Given Cornell Tech’s proximity to the Manhattan tech and business ecosystems, students had the opportunity to learn from local practitioners like Tracy Dolgin ’81, senior adviser at the Raine Group. I had the privilege of co-teaching the Digital Leadership in Cultural Markets course with Dolgin, a graduate of Cornell’s School of Industrial and Labor Relations. The course explored the role of entrepreneurial leadership in cultural markets transformed by digital technologies, taking advantage of New York City’s role as the commercial and cultural center of art, fashion, media, and entertainment. Dolgin leveraged his experience as the former president and CEO of the YES Network to facilitate a module on digital leadership in sports.
A second weekend course, Designing Data Products, tackled how entrepreneurs can best obtain value from the enormous volume of data available today.
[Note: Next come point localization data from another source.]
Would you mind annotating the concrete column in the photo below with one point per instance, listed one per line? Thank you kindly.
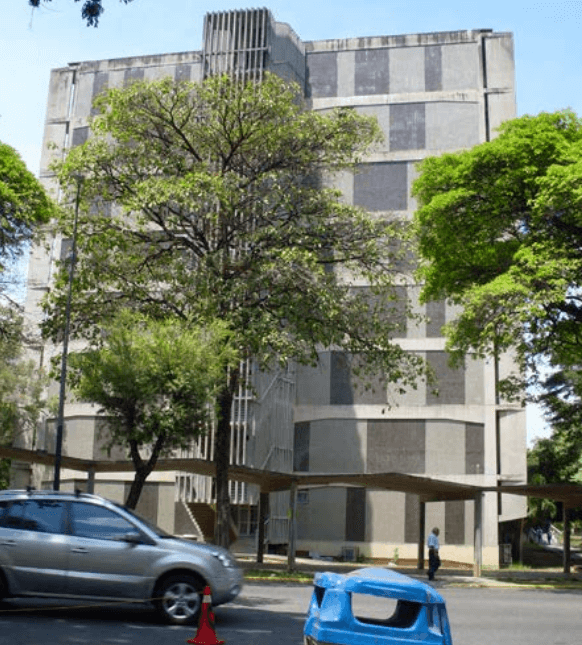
(478, 535)
(421, 531)
(91, 481)
(292, 527)
(263, 504)
(566, 551)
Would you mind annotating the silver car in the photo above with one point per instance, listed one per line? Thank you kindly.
(81, 546)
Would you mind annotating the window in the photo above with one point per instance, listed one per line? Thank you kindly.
(92, 521)
(41, 515)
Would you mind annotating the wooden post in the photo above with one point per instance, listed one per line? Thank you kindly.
(292, 527)
(567, 555)
(421, 531)
(478, 535)
(263, 503)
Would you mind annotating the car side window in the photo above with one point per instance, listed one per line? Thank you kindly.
(40, 515)
(97, 522)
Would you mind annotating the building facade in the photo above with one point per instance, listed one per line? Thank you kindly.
(431, 93)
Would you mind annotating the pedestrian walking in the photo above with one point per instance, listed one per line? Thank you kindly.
(434, 561)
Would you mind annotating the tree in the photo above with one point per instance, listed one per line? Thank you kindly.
(154, 381)
(24, 206)
(212, 200)
(91, 10)
(499, 231)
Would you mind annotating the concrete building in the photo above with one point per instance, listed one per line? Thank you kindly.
(432, 93)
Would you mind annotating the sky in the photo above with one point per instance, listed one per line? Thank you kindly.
(548, 49)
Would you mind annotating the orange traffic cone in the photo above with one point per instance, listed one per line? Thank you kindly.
(206, 634)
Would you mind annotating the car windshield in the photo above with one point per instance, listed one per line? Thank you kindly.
(153, 527)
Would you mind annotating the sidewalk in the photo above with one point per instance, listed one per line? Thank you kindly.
(447, 576)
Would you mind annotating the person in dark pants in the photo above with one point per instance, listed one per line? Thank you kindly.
(434, 562)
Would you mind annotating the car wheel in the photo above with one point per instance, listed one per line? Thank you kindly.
(179, 599)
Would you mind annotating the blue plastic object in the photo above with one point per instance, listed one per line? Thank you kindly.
(420, 613)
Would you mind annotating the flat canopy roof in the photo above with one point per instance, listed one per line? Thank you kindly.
(427, 488)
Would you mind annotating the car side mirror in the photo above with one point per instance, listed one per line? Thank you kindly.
(131, 537)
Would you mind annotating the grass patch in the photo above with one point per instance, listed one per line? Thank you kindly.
(272, 575)
(518, 566)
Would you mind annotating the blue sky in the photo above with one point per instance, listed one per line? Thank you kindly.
(548, 47)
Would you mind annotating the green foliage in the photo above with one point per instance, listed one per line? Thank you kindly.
(499, 232)
(154, 381)
(23, 205)
(219, 192)
(91, 10)
(211, 201)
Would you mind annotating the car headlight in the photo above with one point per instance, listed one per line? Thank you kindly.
(224, 558)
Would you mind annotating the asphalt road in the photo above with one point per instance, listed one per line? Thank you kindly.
(274, 615)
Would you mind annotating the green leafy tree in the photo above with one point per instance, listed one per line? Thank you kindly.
(213, 200)
(91, 10)
(499, 231)
(155, 382)
(24, 206)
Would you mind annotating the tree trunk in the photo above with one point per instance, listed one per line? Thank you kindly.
(142, 469)
(222, 460)
(136, 487)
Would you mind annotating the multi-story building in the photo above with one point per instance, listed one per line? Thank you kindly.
(431, 93)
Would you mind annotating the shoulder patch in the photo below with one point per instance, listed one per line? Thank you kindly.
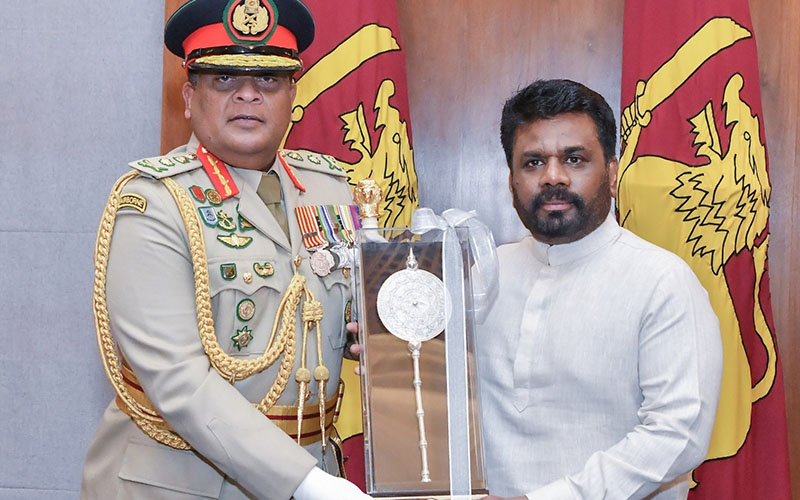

Taught by Lutz Finger, Cornell Tech’s data scientist in residence, who ran data science teams at Snap, Inc. and LinkedIn, the course provided students with the critical skills needed to guide an organization to become data-centric and potentially even develop data products. This course will also be offered in Ithaca in the spring.
Design Thinking was a hands-on course that taught the human-centered design methodology pioneered by IDEO and Stanford d.school founder, David Kelley. Students were placed on multidisciplinary teams and designed innovative solutions to a real business challenge.
Wes Sine taught an interdisciplinary course called Leading Agile Innovation. Sine is the faculty director of the Entrepreneurship and Innovation Institute and professor of management and organizations at Johnson. Sine taught the course at Cornell Tech this fall, and it will be offered in Ithaca in the spring. Leading Agile Innovation is designed as a hackathon course, with specific business challenges that change from semester to semester. This fall’s challenge was focused on the healthcare sector.
According to Vishal Gaur, associate dean of MBA programs at Johnson, the weekend courses meet several strategic goals. For one, they help make both Cornell Tech and New York City more accessible to Ithaca-based Johnson students. By offering courses not available on the Ithaca campus and leveraging interaction with Manhattan-based Cornell alumni and industry practitioners, students can experience all the City has to offer beyond the usual recruitment visits.
The weekend course curriculum also helps Johnson progress toward our vision of two campuses, one school. The fall courses on Roosevelt Island reinforced the idea of a united Johnson community, by removing the geographic barrier.
Gaur sees the weekend course pilot as the first leg of three initiatives designed to integrate the two campuses. The second leg will be offering half- or full-semester courses at Cornell Tech to Johnson’s Ithaca students, similar in concept to an “exchange abroad” program. We are also developing plans to introduce virtual classrooms at both campuses in the future, allowing Johnson Cornell Tech MBA students to participate live via video link in Ithaca-based courses alongside their Ithaca MBA colleagues, and vice-versa.
Eliza Harkins, Johnson Cornell Tech MBA ’18, enrolled in both the Digital Leadership and Designing Data Products weekend courses this semester. She appreciated the opportunity to reconnect with colleagues she met in Ithaca this past summer, and enjoyed collaborating with MBA students with a breadth of experiences and interests beyond digital technology, pinpointing the precise objective—cross-campus integration—of these pilot courses.
We plan to offer the weekend course option again next fall, with some changes based on student feedback, and with an eye toward adding some new courses and additional sections to allow more participants.